If this is a serious slow point in the site, would you maybe be better served by introducing out-of-band caching and a dedicated cache server? This could be long lived and be primed as it starts rather than on demand.
Is this possibly overkill for your situation? Probably yes.
In that case, is the locking really necessary either? Probably not (in my opinion :)
I've done it manually myself, but the LazyCache library looks quite interesting. Thanks to everyone who recommended it.
AbsoluteExpiration = DateTime.Now
instead of UtcNow. Relatively more expensive and hopefully unnecessary. Will not work well a few hours a year.

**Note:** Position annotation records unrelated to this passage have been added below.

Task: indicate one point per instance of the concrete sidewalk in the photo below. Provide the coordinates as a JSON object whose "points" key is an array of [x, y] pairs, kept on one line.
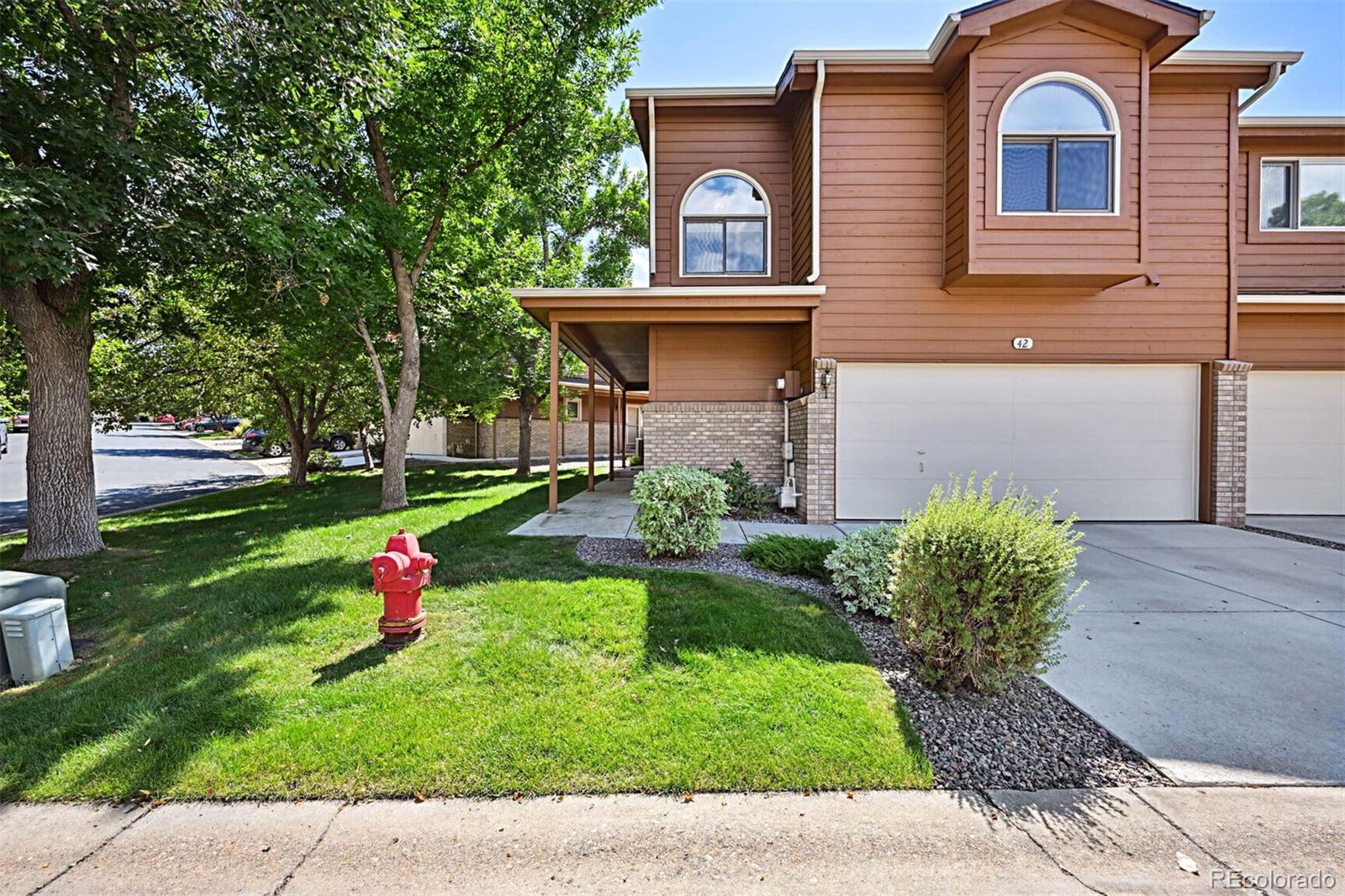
{"points": [[1073, 841]]}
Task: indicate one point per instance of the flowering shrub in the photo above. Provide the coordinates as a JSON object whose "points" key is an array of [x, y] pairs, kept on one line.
{"points": [[979, 587], [678, 510], [861, 568]]}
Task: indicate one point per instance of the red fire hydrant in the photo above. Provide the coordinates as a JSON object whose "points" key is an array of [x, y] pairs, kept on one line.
{"points": [[400, 573]]}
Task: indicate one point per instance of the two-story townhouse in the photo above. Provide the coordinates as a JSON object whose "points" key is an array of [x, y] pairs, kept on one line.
{"points": [[1013, 252], [1291, 311]]}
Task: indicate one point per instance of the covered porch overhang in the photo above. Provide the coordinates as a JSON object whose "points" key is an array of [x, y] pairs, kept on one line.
{"points": [[609, 329]]}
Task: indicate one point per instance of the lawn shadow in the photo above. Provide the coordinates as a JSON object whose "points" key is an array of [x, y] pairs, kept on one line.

Adrian - Yes, a huge improvement. The backend is so slow that SOME cache is absolutely needed.
Joe - Good point!
Alastair! Thanks for commenting and for the links. I'll check it out and see how it works with my code!
When it comes to structuring to "future proof" the code from developers, aye that's always difficult :) This is where you sometimes have to resort to supporting external documentation...
However, it's still not ideal, since it does force the cache to be local (Tasks don't serialize very well).
The most important prerequisite is "demand for them is high" - if this is not true, you approach with locking is more appropriate since holding always a copy won't be justified...
The ASP.NET Core "Middleware as Filters" feature uses ConcurrentDictionary combined with Lazy to ensure "run once" semantics. In the worst case, multiple Lazy<> objects are created for multiple threads, but only one of the objects succeeds in running the factory method. That looks to be the same approach as LazyCache.
I wrote a post on it a while ago as it was a new approach to me: https://andrewlock.net/making-getoradd-on-concurrentdictionary-thread-safe-using-lazy/
https://github.com/andyvans/AspectCache
[Cache(minutes:5)]
public virtual List<Show> GetShows()
{
...
}
Comments are closed.
If you did go for GetOrCreateAsync, could there be some value in priming it whenever you release a new episode so that most of the time it's actually you updating the cache?
I guess your current 4 hour expiration makes that not worthwhile, but you could replace that with an eviction strategy where it checked the shows list and only evicted the cache if it had actually changed. Very few requests would then be forced to wait for the shows list to download.